Saturday, January 21, 2012

The Throwaway Woman Plot Device

Watched Ides of March last night. Decent writing, great acting, but I felt twitchy at the end. Today I'm bothered. A couple of lines trouble me. A young woman confesses she's been out to f--k the man she's with, expects nothing, and won't tell anyone. Dialogue ensues, he tells her she's quite mature. It's a clinker line, doesn't make any sense. Mature? And once more we have what I'm going to start calling a Throwaway Woman part. A construct, a plaything, a victim, a plot device; completely erasable. Ides of March compounds the fault by introducing a replacement Throwaway Woman at the end. This is a cynical movie, full of steely jawed guys and dolls out to get what they want from everyone and everything, squeeze out the juice and toss the pulp away. The woman journalist is salivating like a junkie for the scoop in every scene she's in. Power and glory addicts. That's fine.

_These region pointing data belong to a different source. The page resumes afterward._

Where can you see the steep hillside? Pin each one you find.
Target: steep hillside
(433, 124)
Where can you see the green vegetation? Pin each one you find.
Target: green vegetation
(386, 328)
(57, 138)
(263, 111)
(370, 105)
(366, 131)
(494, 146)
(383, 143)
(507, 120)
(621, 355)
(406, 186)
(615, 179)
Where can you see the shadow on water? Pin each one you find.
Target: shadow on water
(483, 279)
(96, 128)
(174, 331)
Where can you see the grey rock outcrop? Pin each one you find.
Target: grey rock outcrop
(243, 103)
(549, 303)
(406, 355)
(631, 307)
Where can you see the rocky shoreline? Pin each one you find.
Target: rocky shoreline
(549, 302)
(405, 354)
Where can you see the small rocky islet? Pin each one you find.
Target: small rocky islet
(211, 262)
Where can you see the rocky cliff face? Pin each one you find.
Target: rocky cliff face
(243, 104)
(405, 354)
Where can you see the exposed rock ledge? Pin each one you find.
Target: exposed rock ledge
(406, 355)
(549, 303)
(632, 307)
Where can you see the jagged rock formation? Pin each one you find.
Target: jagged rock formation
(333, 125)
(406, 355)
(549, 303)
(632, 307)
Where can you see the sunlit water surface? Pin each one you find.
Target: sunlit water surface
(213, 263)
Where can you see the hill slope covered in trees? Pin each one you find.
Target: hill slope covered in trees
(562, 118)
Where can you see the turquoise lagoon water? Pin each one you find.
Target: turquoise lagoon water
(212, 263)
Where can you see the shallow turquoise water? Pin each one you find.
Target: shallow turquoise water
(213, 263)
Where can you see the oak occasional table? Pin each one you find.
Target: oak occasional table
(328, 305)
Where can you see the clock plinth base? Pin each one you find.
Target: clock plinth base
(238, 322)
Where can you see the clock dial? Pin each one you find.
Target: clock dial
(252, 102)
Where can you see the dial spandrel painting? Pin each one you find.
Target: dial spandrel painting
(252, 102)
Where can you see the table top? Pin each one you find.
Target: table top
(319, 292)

Humans are a greedy bunch, politicians moreso, and I like that Marisa Tomei gets to chew up the scenery with the boys. I know I'm hypersensitive to women roles in movies, that there are movies I don't want shown on the same planet I'm on, movies I will never watch. I choose for potential good writing and elevated story sense. Even in the movies I do watch, too high a percentage have a Throwaway Woman. Usually she's in the credits as First Victim, or Dead Girl, no name. Cannon fodder. When Throwaway Woman is a major player in the piece it reminds me that our culture is like that. Filmmakers probably don't give a single thought to this lazy plot device. It's more than lazy, though. It's insidious.